My girlfriend has a fetish for having me eat food off her body, then having sex afterward. We usually use whipped cream and fruits, but lately she has wanted to get more adventurous. She wants to start playing with sushi and fish. I know it’s done at parties and some restaurants, but I don’t like the idea of eating raw meat that has been sitting on her body. How can I break it to her?

Fish Out of Water


Dear Feeding Frenzy,

I have never really been a major advocate for eating from someone’s body and then having sex. I read an article that said that our bodies are covered in dead skin cells that remain even after a shower. Why people derive pleasure from eating contaminated foods will remain a mystery to me. That’s why we have the organic foods movement. Yet, we still condone this behavior. Go figure.

But since you and your girlfriend are pros, I recommend sticking to the sweets. They are mostly made of sugar so everyone enjoys eating them. You can quickly make fancy desserts using each other’s body parts such as a banana split or a devil’s food cake. And messes are a snap with some Pine-Sol and a ShamWow kit.

Fish lends itself to some unwelcome problems, though. Salmon can enter places that can, well, harm the ecosystem of intercourse. A halibut may interfere with the much-anticipated foreplay, while the sushi rolls leave sticky rice in every body compartment. That sounds like a chore and not any fun.

Before you speak to her about this idea, consider why the two of you have to use food in the first place. Sex should be treated like the preparation of a good burger. Does a burger need extra condiments to make it better? Is a burger the same without any ketchup or a fresh sesame bun? The moral of these rhetorical questions—that hopefully don’t need to be answered—demonstrate that sex works on its own. Orgasm or not, it fulfills a basic, biological need whether food, toys, devices or grappling hooks are used.

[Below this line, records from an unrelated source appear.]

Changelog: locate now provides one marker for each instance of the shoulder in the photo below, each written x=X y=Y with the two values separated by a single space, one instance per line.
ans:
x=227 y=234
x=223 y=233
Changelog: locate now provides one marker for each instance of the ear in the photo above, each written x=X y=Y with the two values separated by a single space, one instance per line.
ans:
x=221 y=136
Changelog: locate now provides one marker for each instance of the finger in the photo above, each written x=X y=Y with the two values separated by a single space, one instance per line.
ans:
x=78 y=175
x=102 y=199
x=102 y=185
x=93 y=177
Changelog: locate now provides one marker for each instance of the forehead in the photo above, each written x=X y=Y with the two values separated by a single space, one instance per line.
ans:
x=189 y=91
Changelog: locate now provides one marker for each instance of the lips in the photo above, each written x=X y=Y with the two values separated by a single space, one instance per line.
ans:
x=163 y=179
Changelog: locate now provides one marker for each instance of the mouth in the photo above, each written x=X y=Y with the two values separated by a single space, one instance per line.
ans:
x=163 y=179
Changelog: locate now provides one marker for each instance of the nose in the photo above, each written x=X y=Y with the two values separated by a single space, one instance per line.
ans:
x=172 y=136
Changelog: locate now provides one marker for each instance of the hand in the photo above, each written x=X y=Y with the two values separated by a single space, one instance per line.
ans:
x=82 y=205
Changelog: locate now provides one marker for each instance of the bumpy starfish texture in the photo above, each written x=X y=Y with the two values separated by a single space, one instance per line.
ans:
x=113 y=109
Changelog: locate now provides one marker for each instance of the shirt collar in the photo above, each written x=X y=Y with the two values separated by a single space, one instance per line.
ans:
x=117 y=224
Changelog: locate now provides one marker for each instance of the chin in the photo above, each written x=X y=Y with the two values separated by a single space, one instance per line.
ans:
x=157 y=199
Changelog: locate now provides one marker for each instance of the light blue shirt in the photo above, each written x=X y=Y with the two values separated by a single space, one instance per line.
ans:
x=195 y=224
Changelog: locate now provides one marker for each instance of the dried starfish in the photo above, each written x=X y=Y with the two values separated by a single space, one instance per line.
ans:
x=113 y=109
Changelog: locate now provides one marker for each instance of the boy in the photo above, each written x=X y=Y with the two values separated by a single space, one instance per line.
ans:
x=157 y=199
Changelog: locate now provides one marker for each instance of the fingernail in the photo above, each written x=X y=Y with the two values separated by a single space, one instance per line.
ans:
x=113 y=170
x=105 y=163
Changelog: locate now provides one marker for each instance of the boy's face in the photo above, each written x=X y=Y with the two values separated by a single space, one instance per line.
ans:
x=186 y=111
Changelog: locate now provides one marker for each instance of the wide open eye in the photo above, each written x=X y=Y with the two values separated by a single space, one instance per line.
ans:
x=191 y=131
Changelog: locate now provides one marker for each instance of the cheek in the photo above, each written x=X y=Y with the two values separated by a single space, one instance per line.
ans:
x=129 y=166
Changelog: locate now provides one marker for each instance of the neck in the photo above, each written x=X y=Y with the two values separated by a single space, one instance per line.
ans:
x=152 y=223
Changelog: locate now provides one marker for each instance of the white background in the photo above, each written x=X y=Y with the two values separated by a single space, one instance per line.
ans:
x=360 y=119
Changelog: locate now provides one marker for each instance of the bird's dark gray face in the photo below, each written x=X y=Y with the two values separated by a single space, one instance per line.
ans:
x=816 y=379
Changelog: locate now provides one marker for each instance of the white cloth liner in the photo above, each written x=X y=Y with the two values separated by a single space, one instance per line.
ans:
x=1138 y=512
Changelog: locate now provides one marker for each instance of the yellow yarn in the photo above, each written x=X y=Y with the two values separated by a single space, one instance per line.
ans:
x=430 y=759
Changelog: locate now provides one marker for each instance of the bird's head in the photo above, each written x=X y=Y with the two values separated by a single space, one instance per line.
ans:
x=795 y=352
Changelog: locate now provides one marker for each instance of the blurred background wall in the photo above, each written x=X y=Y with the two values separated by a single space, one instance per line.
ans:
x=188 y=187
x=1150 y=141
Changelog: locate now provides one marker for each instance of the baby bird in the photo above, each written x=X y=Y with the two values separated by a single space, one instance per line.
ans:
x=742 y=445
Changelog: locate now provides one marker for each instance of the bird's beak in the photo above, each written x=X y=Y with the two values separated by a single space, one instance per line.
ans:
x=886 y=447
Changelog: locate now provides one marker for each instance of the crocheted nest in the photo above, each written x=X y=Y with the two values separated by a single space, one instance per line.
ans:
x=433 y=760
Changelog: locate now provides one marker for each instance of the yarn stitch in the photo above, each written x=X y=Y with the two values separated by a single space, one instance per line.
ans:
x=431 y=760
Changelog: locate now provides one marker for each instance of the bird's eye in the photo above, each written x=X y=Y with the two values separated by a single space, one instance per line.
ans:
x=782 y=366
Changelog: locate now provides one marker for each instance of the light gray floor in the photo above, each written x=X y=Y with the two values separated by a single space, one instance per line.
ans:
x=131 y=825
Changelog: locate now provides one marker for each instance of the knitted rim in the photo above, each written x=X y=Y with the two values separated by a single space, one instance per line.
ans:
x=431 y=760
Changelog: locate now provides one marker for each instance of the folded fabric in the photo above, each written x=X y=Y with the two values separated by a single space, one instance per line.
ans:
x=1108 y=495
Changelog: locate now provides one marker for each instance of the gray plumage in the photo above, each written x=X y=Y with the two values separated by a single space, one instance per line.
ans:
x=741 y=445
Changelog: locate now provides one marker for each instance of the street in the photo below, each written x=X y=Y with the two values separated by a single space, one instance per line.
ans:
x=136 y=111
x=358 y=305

If you insist on the food, however, then I recommend you a take a trip to your local J. Crew or Banana Republic and make sure to get your girlfriend something nice. I assume she’s that crazy-but-sexy librarian with weird fetishes. Let her down easy, maybe suggest something less adventurous first, like Jell-O.

By the way, make sure to buy sugar-free items … sex only burns so many calories.